Moby: COPY with excluded files is not possible

Created on 22 Aug 2015  ·  82Comments  ·  Source: moby/moby

I need to COPY a _part_ of a context directory to the container (the other part is subject to another COPY). Unfortunately, the current possibilities for this are suboptimal:

  1. COPY and prune. I could remove the unwanted material after an unlimited COPY. The problem is that the unwanted material may have changed, so the cache is invalidated.
  2. COPY every file in a COPY instruction of it own. This adds a _lot_ of unnecessary layers to the image.
  3. Writing a wrapper around the "docker build" call that prepares the context in some way so that the Dockerfile can comfortably copy the wanted material. Cumbersome and difficult to maintain.
arebuilder kinenhancement kinfeature

Most helpful comment

+1 for this issue, I think it could be supported in the same way a lot of glob libraries support it:

Here's a proposal to copy everything except node_modules

COPY . /app -node_modules/

All 82 comments

See https://docs.docker.com/reference/builder/#dockerignore-file
You can add entries to a .dockerignore file in the root of the project.

.dockerignore does not solve this issue. As I wrote, "the other part is subject to another COPY".

So you want to conditionally copy based on some other copy?

The context contains a lot of directories A1...A10 and a directory B. A1...A10 have one destination, B has another:

COPY A1 /some/where/A1/
COPY A2 /some/where/A2/
...
COPY A10 /some/where/A10/
COPY B some/where/else/B/

And this is awkward.

What part of it is awkward? Listing them all individually?

COPY A* /some/where/
COPY B /some/where/else/

Does this work?

The names A1..A10, B were fake. Besides, COPY A* ... throws together the _contents_ of the directories.

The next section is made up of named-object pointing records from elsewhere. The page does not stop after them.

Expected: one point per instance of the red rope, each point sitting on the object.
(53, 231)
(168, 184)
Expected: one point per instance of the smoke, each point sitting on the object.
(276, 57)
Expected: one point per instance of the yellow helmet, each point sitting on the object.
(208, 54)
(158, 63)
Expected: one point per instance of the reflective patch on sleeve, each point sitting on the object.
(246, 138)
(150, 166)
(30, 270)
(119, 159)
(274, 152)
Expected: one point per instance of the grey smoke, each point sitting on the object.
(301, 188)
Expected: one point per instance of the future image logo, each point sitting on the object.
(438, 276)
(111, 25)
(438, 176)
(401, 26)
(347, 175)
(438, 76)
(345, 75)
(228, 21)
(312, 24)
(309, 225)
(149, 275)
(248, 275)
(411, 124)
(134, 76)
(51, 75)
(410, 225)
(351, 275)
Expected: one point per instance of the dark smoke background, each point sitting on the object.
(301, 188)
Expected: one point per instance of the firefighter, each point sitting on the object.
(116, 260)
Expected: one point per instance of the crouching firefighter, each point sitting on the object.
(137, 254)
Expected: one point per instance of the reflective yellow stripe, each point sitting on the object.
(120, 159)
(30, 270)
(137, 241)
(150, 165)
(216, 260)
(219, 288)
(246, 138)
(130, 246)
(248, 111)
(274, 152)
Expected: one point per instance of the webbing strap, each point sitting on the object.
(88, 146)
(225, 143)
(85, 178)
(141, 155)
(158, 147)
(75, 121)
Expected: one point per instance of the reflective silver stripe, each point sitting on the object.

There are a couple of options I admit, but I think that all of them are awkward. I mentioned three in my original posting. A fourth option is to rearrange my source code permanently so that A1..A10 are moved in a new directory A. I was hoping that this was not necessary because an additional nesting level is not something to wish for, and my current tools needed to special-case my dockerised projects then.

(BTW, #6094 (following symlinks) would help in this case. But apparently, this is no option either.)

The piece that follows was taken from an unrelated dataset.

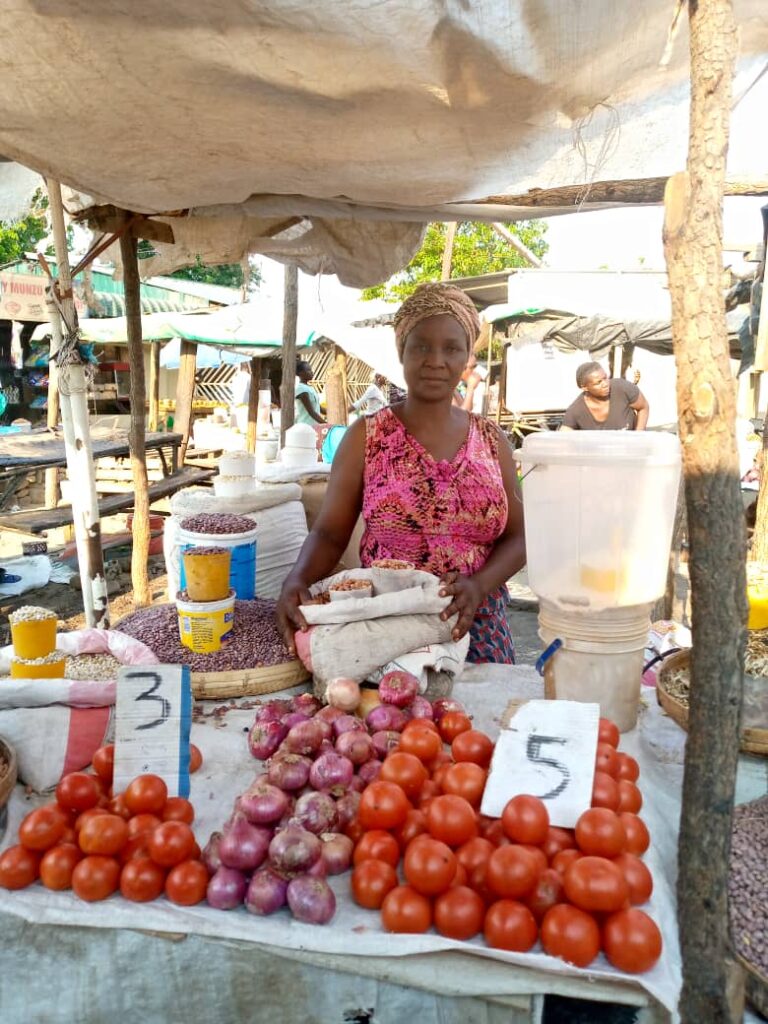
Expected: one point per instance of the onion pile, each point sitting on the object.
(288, 830)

@bronger if COPY behaved exactly like cp, would that solve your use-case?

I'm not sure I 100% understand.
Maybe @duglin can have a look.

@bronger I think @cpuguy83 asked the right question, how would you solve this if you were using 'cp' ? I looked and didn't notice some kind of excludes option on 'cp' so I'm not sure how you would solve this outside of a 'docker build' either.

With cp behaviour, I could ameliorate the situation by saying

COPY ["A1", ... "A10", "/some/where/"]

It's still a mild maintenance problem because I would have to think of that line if I added an "A11" directory. But that would be acceptable.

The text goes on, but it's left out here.